Sexes Eligible for Study:

All

Accepts Healthy Volunteers:

Inclusion Criteria:

Individuals must meet all of the following criteria in order to be eligible for this study.

Subject must be able to understand and provide informed consent.
Male or female, 18 through 60 years old, inclusive, at the time of informed consent.
Meet criteria for UNOS listing for lung transplantation.
Patients must have evidence of end stage lung disease. Examples of such diseases include but are not limited to:

Pulmonary Fibrosis
COPD/Emphysema

Patients must have evidence of bone marrow failure with abnormal low cell count in at least one hematopoietic line, making the patient a poor candidate for long-term immunosuppressive therapy. Eligible patients must meet at least one of the following criteria:

Unexplained, non-drug induced neutropenia with absolute neutrophils counts of <1500/µL the previous year, confirmed by repeat testing
Unexplained, non-drug induced thrombocytopenia with mean platelets counts of <100,000/µL the previous year, confirmed by repeat testing
Unexplained, non-hemolytic anemia, with a hemoglobin level of < 12 g/dL the previous year, confirmed by repeat testing

GFR ≥45 mL/min/1.73 m2.
AST, ALT ≤4x upper limit of normal, total bilirubin ≤ 2.5 mg/dL, normal INR, albumin

3.0 g/dL

Cardiac ejection fraction ≥ 40% or shortening fraction ≥26%.
Negative pregnancy test for females, unless surgically sterilized.
All females of childbearing potential and sexually active males must agree to use a FDA approved method of birth control for up to 24 months after BMT or for as long as they are taking any medication that may harm a pregnancy, an unborn child or may cause birth defect.
Subject will also be counseled regarding the potential risks of infertility following BMT and advised to discuss sperm banking or oocyte harvesting.

Exclusion Criteria:

Individuals who meet any of these criteria are not eligible for this study.

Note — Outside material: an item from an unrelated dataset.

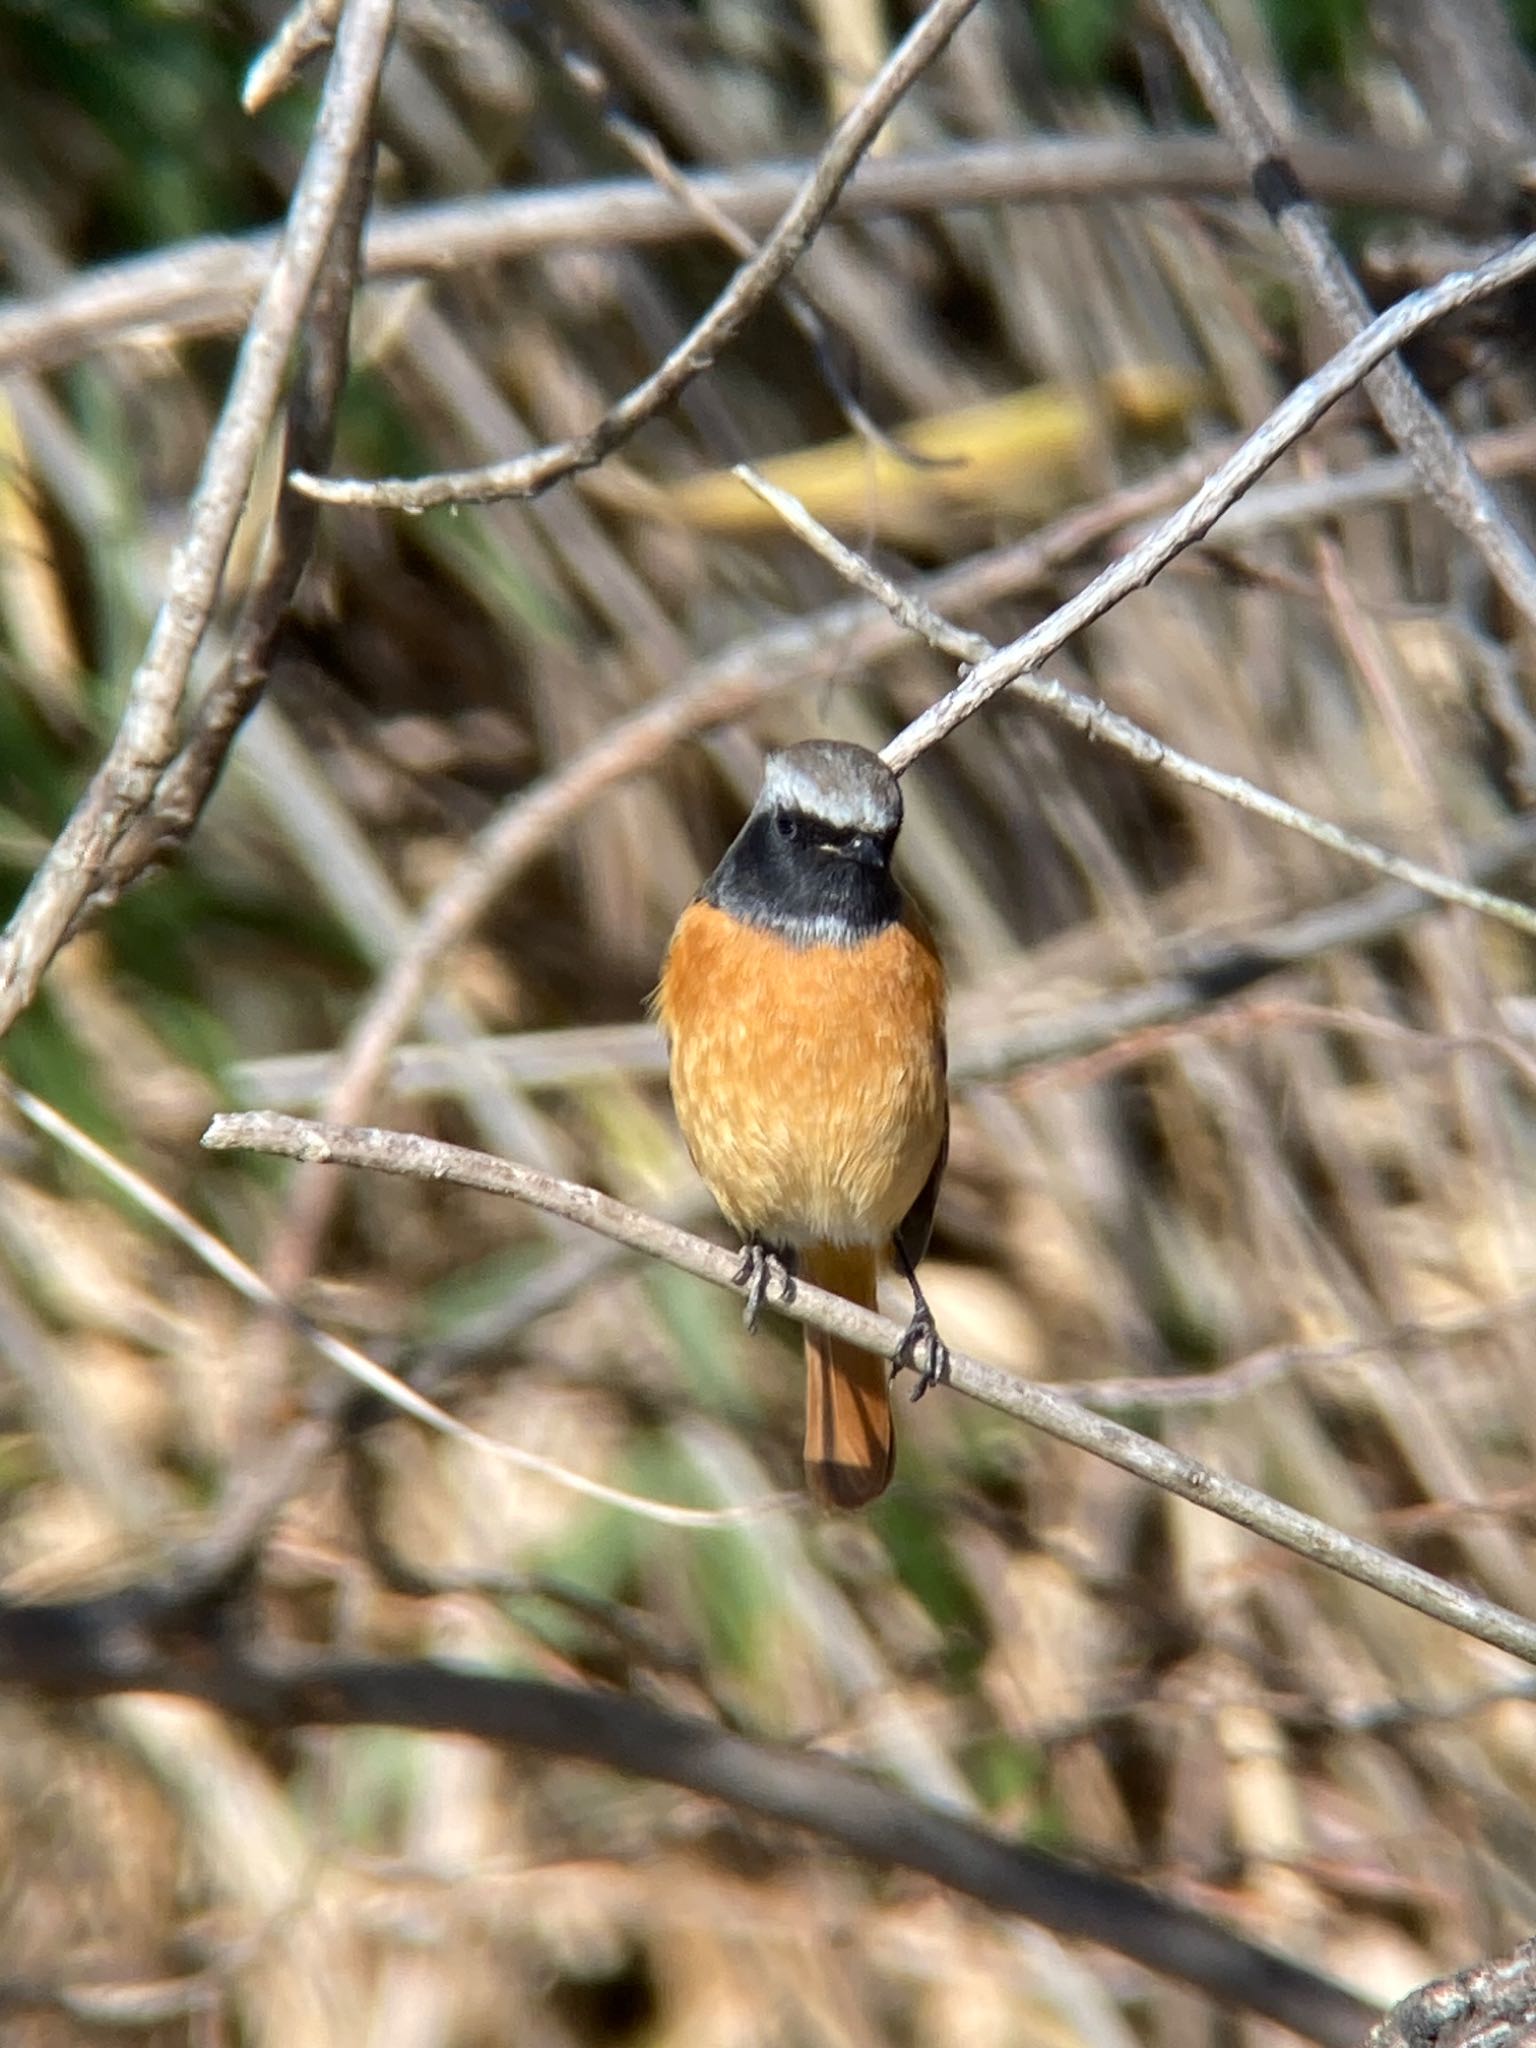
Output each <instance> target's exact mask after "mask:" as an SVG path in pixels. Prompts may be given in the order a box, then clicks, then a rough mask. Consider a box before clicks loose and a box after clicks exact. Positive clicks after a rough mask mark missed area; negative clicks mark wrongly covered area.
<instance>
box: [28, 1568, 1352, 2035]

Inability or unwillingness of a participant to give written informed consent or comply with study protocol.
Patients who have underlying malignant conditions.
Patients who have non-malignant conditions not requiring BMT.
HIV positive by serology or PCR, HTLV positive by serology. If HTLV serology is positive, it will be confirmed by nucleic acid testing (NAT). If HTLV NAT is negative, subject will remain eligible regardless of HTLV serology result.
Females who are pregnant or who are lactating.
Allergy to DMSO or any other ingredient used in the manufacturing of the stem cell product.
Uncontrolled pulmonary infection, as determined by radiographic findings and/or significant clinical deterioration. NOTE: Pulmonary colonization with multiple organisms is common and will not be considered an exclusion criterion.
Uncontrolled infection, as determined by the appropriate imaging and/or confirmatory testing e.g. blood cultures, PCR testing, etc.
Recent recipient of any licensed or investigational live attenuated vaccine(s) within 4 weeks of transplant.
Past or current medical problems or findings from physical examination or laboratory testing that are not listed above, which, in the opinion of the investigator, may pose additional risks from participation in the study, may interfere with the participant's ability to comply with study requirements or that may impact the quality or interpretation of the data obtained from the study.